Davetliler arasında bulunan Şevket Bülend Yahnici, söyleşiye konuşmalarıyla katkı sundu. Ankara Kalesi ve çevresinin başkentliler için önemine değinen Yahnici, konuyu kendi çocukluğundan örneklerle şu sözlerle anlattı: “Bizler, Kale tanınsın diye yola çıkan insanlarız. Ankara Kalesi gerçekten Türkiye’nin tarihine ve kültürüne tanıklık etmiş çok önemli bir yer.

Ben çocukken Kavaflar Sokağı’nda bir berber vardı. Aynı berber tıraş yapar, diş çeker, hacamat yapar, sünnet yapardı. Güzel günler yaşadık. Büyüklerimiz bizi korkutmak için sinagogun oraya götürürdü, ‘Haham sizi iğneli fıçıya atar’ derlerdi. Büyüyünce hahamla ahbap olduk. Cumartesi ayinleri için 11 erkek gerekirdi, biz de mahalleden 2-3 kişi Yahudi ayinini yapsın diye gizli gizli oraya gider sonra kaçardık. Yahudi arkadaşlarla birlikte büyüdük. Benim sokağımda Arman Talay oturuyordu, dünyanın en iyi insanlarıydı. Yahudi İshak, Ziraat Fakültesi’ne dekan oldu. Bunların hepsi o dönemin güzellikleri.”

Yavuz, “Ankara’nın geçmişini öğrendikçe burayı daha çok seviyoruz”

Ardından mikrofon alan Prof. Dr. Ayşe Filiz Yavuz ise Cumhuriyetimizin ve Ankara’nın başkent oluşunun 100’üncü yılına özel bir kitap hazırladıklarını anlattı. Çeşitli araştırmalar sonucunda Ankara’ya olan hayranlığının arttığını söyleyen Yavuz, “Türk Yurdu dergisinde 1911’den itibaren Ankara’da neler olduğunu taradık. Ankara hakkında hiç bilmediğimiz değerli bilgiler edindik. Endemik bitkiler, ismi unutulan muhitler... Ankara bir derya deniz. Bu bilgilerin ışığında 100’üncü yıla ait bir kitap hazırlamak istedik.

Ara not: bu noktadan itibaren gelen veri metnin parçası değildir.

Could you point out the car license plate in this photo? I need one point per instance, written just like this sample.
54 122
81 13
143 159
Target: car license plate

Ortaya çok güzel bir iş çıktı.

Ankara, cumhuriyetlere 5 kez başkentlik yapmış. Dünyanın en büyük ikinci hamamı, Roma Hamamı. Araştırdıkça Ankara daha çok seviliyor ama yeni yapılan yerleri, ihanetleri gördükçe insanın içi acıyor” diye konuştu.

Gözüm, “İnsanlar uçar gider, geriye kültür ve düşünce kalır”

Son olarak söyleşiyle ilgili değerlendirmelerde bulunan Ümit Yaşar Gözüm ise “Söyleşide Ankara ve Kale’nin ticaret ve kültür hayatına değinildi. Sayılan birçok isim, bugün yoklar. İnsan uçar gider, ancak bir toplumda kültür sanat, edebiyat ve düşünce dibe doğru giderse asıl ölüm ve kayboluş o zaman olur. Ankara 2000’lerden itibaren kan kaybetmeye başladı ve bunu durdurmak sizlerin elinde. Bir yandan sivil toplum kuruluşları öte yandan kamu kuruluşları ve bilinçli bireyler eliyle kültür ve sanatı Ankara’da yaşatmalıyız. Ankara sadece bürokrasinin, siyasetin değil; kültür ve sanatın başkenti” sözlerini aktardı.

Yazar Abdi Deniz, etkinliğin sonunda okurları için kitaplarını imzaladı.